Combine the inevitable hormonal changes of pregnancy with less-than-optimal mouth maintenance, and the result could be premature delivery and an underweight baby. A five-year University of North Carolina study showed that pregnant women with moderate to severe periodontal disease – a condition resulting from untreated gingivitis – can be seven times more likely to give birth prematurely.

Sheila Wolf, a registered dental hygienist who likes to be called "Mama Gums," comes heavily armed with such warnings. She's seen enough problem mouths in her 32-year career to be able to identify pregnancy gingivitis at the drop of a jaw.

"With some women, their pregnancy was confirmed three or four weeks later," she said.

Prevention-minded to the bone, Wolf is famous among Halloween trick-or-treaters in her San Diego neighborhood for handing out toothbrushes, dental floss and toothpaste instead of gooey goodies.

She's taught oral hygiene in a one-room schoolhouse in the Appalachian Mountains, where as many as six kids share one toothbrush. She's persuaded leading dental companies to donate supplies to impoverished children here and abroad, and she's preached the do's and don'ts of dental hygiene as a volunteer in rural Israel.

Now, thanks to a Web site (www.mamagums.com) and a recently published book ("Pregnancy and Oral Health," Radcliffe Publishing) she's carrying her gum rap to a wider audience.

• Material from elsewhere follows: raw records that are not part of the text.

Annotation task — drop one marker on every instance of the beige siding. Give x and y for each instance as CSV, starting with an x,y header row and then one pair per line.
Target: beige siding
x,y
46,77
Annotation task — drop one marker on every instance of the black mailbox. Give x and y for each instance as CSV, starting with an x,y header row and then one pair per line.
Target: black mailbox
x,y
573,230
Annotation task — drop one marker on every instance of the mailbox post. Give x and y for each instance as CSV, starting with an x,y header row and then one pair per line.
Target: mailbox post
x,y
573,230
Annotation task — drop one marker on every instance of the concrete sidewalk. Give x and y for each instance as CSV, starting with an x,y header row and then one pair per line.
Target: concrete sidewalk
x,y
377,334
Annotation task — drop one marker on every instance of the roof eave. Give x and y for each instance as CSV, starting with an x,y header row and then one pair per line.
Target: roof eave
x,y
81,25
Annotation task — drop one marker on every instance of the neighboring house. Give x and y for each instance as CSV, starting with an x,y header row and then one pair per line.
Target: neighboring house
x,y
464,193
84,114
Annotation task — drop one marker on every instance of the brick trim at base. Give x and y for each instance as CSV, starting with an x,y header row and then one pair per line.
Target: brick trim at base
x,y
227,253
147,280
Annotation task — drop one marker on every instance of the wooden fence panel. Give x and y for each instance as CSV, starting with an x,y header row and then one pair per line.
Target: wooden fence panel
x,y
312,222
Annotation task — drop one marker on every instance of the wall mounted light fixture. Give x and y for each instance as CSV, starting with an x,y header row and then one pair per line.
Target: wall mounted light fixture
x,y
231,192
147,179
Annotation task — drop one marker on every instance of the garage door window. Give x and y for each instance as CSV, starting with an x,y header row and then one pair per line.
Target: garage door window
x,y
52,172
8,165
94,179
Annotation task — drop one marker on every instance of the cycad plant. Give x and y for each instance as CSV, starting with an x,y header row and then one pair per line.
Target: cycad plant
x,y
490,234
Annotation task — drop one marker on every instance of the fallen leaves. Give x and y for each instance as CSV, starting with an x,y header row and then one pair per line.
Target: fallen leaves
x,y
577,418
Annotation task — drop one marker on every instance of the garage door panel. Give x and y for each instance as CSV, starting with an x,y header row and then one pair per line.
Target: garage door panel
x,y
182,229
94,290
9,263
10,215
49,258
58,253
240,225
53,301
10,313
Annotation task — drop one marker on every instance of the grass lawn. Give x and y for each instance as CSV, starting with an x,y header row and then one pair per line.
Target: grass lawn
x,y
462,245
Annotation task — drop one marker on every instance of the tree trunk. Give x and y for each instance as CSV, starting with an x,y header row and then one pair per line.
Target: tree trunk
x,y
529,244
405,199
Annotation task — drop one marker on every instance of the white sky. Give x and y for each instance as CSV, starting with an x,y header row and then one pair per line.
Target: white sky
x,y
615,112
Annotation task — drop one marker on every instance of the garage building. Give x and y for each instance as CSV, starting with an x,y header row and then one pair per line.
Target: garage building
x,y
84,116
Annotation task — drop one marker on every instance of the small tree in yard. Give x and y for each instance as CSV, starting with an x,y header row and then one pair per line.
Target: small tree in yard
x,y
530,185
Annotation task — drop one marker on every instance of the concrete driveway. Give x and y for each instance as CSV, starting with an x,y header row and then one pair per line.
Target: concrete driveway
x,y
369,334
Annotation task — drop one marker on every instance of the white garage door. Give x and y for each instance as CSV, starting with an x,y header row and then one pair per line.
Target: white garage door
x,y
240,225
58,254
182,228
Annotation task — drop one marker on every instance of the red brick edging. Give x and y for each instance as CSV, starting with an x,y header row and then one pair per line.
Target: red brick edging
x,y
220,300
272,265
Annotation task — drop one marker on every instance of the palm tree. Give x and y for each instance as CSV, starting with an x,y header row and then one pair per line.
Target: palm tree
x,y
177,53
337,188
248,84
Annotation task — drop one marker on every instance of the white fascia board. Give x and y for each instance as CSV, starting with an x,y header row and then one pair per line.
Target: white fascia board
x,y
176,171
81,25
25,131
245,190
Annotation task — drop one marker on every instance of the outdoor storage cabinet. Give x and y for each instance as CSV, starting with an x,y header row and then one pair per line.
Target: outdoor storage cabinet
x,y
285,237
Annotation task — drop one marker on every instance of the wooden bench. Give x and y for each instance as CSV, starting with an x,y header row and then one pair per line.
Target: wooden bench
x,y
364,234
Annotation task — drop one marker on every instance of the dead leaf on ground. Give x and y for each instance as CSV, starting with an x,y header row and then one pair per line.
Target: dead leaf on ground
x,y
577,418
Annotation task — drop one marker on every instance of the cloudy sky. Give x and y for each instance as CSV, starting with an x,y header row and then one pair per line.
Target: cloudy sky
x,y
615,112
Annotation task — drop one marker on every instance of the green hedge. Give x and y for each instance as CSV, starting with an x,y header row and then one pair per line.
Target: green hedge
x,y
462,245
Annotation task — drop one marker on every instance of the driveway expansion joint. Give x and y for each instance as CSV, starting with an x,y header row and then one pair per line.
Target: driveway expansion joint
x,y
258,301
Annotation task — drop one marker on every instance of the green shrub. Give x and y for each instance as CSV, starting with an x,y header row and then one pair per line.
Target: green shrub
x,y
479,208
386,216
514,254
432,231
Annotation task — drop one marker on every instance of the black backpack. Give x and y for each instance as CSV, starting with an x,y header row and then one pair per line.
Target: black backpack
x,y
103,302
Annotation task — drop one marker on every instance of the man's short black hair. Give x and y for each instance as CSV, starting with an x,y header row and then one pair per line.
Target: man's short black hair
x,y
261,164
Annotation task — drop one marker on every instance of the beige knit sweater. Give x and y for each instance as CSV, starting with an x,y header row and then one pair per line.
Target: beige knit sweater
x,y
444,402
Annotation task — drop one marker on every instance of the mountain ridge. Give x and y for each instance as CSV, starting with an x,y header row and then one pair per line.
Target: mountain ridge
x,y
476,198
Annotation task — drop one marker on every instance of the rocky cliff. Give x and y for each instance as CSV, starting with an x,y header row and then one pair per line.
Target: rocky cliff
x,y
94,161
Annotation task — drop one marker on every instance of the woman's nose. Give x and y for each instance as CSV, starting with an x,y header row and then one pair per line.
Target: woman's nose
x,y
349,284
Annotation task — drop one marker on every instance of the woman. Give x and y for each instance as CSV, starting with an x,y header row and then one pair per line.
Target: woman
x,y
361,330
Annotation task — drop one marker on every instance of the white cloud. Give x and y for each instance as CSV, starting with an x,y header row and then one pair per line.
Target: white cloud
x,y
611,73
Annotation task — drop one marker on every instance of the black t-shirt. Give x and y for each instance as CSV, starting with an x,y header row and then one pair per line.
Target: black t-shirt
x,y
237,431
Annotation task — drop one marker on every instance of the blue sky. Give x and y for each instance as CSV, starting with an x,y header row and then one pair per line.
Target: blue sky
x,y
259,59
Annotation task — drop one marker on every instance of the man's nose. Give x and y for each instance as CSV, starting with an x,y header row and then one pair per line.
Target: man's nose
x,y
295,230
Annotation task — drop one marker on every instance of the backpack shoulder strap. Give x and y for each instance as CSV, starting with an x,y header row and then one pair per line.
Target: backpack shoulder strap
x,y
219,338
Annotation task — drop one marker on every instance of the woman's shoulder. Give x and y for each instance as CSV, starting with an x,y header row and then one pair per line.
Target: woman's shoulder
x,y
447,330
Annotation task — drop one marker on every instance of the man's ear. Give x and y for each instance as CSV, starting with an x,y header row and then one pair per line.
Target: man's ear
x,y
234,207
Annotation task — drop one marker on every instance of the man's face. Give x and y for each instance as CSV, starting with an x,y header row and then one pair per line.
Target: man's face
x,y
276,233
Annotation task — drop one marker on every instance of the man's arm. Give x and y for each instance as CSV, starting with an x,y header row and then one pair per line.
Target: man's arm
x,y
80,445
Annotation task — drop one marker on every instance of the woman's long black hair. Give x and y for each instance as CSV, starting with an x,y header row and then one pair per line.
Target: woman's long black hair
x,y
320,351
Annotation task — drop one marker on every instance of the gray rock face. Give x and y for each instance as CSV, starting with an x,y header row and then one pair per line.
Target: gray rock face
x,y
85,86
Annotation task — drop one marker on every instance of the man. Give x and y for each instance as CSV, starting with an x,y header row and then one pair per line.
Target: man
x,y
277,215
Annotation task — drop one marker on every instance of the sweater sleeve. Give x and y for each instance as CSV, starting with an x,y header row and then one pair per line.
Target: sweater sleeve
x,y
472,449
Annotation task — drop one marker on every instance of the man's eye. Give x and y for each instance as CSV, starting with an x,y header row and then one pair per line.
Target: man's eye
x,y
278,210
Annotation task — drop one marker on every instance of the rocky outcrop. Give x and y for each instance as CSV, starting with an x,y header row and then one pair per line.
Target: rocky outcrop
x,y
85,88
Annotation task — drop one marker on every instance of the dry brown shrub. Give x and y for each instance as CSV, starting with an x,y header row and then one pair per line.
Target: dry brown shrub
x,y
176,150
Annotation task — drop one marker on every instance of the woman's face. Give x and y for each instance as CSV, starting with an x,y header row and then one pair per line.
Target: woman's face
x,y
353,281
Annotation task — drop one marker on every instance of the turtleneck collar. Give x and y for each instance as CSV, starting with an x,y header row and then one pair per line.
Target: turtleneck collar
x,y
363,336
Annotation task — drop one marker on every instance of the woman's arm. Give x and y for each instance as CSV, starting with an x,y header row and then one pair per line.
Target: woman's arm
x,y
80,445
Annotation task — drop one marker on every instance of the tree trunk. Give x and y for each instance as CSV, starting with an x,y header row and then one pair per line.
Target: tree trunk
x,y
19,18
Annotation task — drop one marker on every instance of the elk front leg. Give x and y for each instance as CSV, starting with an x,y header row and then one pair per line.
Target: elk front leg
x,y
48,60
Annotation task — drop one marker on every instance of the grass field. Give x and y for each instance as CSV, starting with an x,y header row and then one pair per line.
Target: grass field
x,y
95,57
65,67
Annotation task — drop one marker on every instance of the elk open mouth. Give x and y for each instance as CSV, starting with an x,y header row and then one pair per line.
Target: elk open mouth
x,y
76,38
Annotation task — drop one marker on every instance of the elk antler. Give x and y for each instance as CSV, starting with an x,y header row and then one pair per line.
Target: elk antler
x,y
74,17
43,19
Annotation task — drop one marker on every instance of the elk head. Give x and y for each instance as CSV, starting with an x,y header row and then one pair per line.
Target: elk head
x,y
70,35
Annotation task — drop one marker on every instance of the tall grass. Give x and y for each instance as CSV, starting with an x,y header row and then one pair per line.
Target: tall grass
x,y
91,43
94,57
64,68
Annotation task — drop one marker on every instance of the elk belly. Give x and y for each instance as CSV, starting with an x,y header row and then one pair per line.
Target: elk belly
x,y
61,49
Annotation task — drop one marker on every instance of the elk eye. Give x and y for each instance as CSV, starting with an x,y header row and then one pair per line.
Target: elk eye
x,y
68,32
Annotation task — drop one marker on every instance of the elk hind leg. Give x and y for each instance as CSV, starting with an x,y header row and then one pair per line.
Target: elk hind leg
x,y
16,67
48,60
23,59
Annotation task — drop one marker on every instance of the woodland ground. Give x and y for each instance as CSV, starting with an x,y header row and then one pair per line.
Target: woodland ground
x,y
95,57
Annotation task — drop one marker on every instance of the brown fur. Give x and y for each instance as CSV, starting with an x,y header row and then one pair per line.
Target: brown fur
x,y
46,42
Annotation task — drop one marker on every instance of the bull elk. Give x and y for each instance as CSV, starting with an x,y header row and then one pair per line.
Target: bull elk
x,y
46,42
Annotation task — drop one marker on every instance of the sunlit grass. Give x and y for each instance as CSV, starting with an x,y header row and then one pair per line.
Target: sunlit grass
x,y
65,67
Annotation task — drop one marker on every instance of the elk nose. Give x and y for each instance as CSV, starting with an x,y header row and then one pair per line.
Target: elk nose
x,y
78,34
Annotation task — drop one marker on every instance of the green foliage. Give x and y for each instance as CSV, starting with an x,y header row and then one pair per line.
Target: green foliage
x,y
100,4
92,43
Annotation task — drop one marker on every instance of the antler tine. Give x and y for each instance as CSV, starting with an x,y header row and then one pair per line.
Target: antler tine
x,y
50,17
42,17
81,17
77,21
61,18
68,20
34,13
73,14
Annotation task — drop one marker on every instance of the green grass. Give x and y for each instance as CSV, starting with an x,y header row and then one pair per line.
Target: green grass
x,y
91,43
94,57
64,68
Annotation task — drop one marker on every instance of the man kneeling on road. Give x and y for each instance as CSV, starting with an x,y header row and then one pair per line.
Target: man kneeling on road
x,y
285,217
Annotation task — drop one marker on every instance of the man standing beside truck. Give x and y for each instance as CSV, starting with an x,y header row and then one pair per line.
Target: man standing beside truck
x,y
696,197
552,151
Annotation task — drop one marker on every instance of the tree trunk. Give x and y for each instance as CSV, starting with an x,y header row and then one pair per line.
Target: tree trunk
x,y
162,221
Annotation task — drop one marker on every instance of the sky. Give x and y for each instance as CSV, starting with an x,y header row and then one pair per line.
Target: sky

"I feel I can reach more people in print than across the dental chair," she said the other day.

Wolf struck a responsive chord with women after posting oral health articles on female-oriented Web sites. "I saw that pregnant women was a niche I could reach out to," she said. So she wrote a practical, how-to book, believed to be the first of its kind, on what she calls "the critical connection between your mouth and your baby."

This is the same Sheila Wolf known to some San Diegans for her interior decorating and home-restoration skills. For now, though, her Gilda Designs business is on hold. She's writing another dental book, one she says she'll name "The Smile of Your Life." Or maybe "Keep Your Teeth and Save Your Life in 10 Minutes."

In any case, it will be filled with tips on how to avoid bacterial infections that destroy attachment fibers and supporting bone that hold teeth in the mouth.

About 15 percent of adults between 21 and 50 and 30 percent 50 and over have periodontal disease. Worst case scenario is surgery, which Wolf insists can be avoided with proper brushing, flossing and/or irrigating (squirting warm water into spaces between the teeth).

As for pregnancy gingivitis, between 50 percent and 75 percent of women show symptoms. Once the baby is delivered, the risk goes down as the hormones return to normal.

But breast-feeding moms and women on birth control pills still are more prone than the rest of us to develop gum complications.

"They retain water," Wolf said, "and that can make gum tissues more puffy and inflamed."